Abbiamo sempre bisogno di voi per staccare, riposare, ritrovarci; andatevene pure, comunque, sarà tranquillamente Natale tutti i giorni perché Dio ha mandato Suo figlio a “condi-vivere” con noi, la nostra vita concreta. E tale incarnazione non è un evento unico, isolato al 25 dicembre o alla grotta ma è un processo avviato, che è continuato, comprendendo l’intera esistenza di Gesù, passando per la croce, fino all’altra grotta, il sepolcro, la risurrezione e la Pentecoste. Gesù è con noi e non tornerà più in cielo, non ci abbandona perché vive da risorto nella chiesa, da 2000 anni!

-Mettiamo via, allora, tutte le lucette, tanto ci è stata donata “la luce del mondo”, che squarcia le tenebre e guida la nostra ricerca di senso, come la stella per i Magi o la nube di fuoco per il popolo di Israele nel deserto, luce che ci offre la possibilità di guardare la nostra realtà illuminata dal Vangelo, da questa prospettiva inedita.
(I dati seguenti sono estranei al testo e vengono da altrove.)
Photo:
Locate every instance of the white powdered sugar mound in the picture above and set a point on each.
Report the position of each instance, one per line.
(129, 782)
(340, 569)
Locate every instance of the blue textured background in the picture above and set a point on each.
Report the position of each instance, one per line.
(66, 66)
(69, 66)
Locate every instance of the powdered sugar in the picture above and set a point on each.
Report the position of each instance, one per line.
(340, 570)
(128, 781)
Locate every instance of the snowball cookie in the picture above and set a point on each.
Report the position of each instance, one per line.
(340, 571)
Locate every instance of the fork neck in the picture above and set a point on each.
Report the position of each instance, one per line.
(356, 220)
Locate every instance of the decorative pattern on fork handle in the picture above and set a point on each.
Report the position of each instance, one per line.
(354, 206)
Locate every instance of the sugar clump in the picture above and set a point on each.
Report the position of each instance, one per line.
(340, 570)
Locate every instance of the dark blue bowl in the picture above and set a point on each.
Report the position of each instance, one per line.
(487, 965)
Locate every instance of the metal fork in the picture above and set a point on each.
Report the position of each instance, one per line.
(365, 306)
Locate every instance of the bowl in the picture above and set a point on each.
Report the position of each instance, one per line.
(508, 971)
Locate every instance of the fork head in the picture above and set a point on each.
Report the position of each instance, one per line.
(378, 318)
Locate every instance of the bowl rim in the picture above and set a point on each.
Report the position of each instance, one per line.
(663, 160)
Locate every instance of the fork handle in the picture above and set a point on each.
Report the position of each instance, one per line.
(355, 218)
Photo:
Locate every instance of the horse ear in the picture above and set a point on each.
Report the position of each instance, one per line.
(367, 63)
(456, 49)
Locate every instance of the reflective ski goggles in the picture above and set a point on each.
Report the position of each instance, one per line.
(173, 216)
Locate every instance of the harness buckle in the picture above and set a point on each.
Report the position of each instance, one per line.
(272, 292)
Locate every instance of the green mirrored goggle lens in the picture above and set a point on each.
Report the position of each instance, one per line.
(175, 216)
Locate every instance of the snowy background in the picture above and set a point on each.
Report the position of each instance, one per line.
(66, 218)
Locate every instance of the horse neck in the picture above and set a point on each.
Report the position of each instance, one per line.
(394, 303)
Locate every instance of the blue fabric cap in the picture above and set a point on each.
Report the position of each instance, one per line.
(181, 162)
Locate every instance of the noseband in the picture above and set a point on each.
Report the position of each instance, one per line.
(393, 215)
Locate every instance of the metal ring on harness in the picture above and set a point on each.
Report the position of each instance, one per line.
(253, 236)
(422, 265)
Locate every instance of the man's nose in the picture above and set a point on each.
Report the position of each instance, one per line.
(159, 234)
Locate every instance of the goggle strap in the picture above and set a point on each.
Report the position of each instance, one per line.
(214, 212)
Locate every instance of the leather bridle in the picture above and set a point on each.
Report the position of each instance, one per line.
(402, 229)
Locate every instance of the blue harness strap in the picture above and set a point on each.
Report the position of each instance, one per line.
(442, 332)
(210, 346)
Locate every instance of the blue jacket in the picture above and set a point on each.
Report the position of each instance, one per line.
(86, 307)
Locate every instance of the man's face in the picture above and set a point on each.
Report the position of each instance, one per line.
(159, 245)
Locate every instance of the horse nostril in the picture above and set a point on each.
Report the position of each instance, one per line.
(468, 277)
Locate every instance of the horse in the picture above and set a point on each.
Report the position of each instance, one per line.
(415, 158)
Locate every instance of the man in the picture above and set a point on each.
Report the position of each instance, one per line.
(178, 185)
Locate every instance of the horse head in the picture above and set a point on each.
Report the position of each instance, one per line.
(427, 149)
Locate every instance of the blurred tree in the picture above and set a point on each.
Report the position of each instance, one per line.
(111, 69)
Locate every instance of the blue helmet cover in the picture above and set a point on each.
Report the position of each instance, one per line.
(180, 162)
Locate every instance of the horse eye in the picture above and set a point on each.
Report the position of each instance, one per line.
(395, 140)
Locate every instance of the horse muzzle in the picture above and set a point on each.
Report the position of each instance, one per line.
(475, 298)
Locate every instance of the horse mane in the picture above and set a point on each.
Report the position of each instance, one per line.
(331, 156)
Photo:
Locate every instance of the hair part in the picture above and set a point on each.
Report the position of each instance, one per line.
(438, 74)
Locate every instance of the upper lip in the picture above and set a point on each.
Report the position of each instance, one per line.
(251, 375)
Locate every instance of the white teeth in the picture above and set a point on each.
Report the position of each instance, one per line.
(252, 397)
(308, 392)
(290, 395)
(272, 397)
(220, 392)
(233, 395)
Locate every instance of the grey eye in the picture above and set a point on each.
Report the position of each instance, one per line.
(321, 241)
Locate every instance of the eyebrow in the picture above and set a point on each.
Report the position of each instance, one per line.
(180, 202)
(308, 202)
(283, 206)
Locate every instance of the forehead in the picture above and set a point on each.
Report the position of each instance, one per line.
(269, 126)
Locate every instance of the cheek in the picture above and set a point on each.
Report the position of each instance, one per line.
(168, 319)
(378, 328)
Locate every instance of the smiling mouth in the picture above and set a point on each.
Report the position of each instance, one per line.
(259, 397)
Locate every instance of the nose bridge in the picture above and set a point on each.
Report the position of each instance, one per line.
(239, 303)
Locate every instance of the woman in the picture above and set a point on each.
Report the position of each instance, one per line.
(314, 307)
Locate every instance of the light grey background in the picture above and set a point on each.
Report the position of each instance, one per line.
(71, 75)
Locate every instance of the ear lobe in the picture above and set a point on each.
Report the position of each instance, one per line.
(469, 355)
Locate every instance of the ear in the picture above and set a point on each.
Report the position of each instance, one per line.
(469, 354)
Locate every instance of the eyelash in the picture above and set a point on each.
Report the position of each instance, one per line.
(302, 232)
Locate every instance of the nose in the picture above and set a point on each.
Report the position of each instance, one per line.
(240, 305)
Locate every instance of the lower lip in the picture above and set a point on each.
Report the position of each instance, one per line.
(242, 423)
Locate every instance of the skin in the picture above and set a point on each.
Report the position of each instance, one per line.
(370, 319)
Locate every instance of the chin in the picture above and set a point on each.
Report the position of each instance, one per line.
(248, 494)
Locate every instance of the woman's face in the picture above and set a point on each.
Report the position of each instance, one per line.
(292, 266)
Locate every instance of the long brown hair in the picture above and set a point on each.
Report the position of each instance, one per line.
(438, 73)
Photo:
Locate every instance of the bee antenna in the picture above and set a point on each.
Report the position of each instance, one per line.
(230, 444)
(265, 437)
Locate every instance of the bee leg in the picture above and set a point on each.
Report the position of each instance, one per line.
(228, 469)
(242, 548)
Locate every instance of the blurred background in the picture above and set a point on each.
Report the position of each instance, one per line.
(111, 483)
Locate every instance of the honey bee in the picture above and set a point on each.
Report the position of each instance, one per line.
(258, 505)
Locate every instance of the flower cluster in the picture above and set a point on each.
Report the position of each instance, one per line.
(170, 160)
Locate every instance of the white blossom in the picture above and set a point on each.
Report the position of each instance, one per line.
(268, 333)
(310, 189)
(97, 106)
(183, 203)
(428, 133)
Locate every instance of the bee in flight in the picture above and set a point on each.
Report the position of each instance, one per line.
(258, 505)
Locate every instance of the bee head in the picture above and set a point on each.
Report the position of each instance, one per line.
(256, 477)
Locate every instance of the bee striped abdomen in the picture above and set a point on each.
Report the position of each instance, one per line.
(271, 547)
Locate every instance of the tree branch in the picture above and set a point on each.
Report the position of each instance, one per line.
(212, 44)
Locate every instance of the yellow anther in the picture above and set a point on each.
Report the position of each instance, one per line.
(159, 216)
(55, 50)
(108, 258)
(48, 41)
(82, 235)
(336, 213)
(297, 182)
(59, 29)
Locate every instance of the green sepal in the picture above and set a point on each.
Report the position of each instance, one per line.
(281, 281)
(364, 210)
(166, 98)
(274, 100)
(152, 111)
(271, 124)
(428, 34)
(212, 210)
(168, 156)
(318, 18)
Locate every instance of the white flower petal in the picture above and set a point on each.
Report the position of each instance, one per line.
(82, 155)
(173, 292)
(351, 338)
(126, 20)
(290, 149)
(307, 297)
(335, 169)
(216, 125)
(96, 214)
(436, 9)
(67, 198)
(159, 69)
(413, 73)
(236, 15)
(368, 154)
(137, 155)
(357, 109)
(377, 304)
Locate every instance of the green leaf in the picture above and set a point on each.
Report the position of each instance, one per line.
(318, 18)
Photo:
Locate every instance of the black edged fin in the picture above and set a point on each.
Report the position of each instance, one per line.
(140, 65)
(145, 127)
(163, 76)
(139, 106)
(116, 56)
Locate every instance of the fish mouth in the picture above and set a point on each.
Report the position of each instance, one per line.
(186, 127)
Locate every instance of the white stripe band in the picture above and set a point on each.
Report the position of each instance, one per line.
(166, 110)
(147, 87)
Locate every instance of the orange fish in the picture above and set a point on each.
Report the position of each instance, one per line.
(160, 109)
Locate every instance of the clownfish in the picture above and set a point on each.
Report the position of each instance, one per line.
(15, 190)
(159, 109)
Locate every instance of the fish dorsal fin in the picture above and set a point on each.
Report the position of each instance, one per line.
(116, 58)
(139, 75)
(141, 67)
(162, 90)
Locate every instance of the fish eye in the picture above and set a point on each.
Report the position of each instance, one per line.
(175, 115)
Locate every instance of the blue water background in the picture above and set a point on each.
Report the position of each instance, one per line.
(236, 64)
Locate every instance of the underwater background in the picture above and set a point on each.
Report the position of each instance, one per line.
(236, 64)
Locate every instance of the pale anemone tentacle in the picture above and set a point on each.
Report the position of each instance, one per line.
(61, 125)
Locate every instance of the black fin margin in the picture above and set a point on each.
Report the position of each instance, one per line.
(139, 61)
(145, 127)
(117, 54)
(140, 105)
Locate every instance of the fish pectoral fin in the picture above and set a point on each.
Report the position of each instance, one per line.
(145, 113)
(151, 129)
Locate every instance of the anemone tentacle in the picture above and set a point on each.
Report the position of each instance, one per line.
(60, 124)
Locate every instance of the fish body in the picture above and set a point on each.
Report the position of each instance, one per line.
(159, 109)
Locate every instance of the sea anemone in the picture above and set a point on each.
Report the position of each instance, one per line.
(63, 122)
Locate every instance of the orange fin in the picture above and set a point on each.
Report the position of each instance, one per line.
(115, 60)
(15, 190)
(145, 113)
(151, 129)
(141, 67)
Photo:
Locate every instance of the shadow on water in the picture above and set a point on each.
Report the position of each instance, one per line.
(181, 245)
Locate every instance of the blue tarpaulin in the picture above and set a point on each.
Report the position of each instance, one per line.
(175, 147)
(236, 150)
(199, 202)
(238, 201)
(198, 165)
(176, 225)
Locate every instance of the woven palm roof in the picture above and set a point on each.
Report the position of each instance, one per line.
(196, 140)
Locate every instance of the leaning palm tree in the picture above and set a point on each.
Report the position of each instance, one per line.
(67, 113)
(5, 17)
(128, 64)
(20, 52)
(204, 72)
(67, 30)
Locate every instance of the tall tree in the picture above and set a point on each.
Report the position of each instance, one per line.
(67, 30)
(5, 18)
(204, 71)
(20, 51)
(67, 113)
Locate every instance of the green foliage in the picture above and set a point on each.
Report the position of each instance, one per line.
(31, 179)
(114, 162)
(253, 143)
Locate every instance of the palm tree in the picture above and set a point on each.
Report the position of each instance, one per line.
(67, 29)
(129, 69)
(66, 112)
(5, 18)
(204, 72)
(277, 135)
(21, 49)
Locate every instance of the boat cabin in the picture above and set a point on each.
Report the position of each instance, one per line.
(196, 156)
-Eliminiamo parole vuote e superficiali dell’abitudine, le frasi neutre, vaghe da bigliettini tipo “buone feste, auguri! a te e famiglia, serenità e pace! ” perché abbiamo ricevuto il Logos, la Parola, il Verbo di Dio che si è fatto carne ed è venuto ad abitare in mezzo a noi, una parola che è anche azione, promessa, alleanza che riempie i nostri vuoti e scuote le nostre mediocrità, la vera password per incontrare il volto paterno di Dio e vivere da figli; resi così capaci di parole buone, premurose, di dialogo, stima e responsabilità.

-Rimandiamo in Lapponia tutte le renne: tanto il bue e l’asinello potranno ricordarci l’umiltà tenace e la mansuetudine necessarie per accogliere l’iniziativa di Dio per le nostre vite, soprattutto quando l’orgoglio, l’invidia o la superficialità ci accecheranno.

-Buttiamo la paglia e le mangiatoie dei presepi: ora abbiamo le nostre mani, venendo alla comunione, per accogliere Gesù nella nostra vita ed imparare a vivere una fede cristiana che non sia coerenza a valori, fedeltà a tradizioni e conquista di meriti ma incontro vivo con una persona solidale dentro di noi.

-Facciamo scendere i babbi natali arrampicati alle terrazze, perché sarà ben più utile riconoscere che d’ora in avanti è Gesù, attraverso la sua Parola, a voler entrare nei nostri cuori da qualsiasi porta o finestra lo si voglia accogliere. 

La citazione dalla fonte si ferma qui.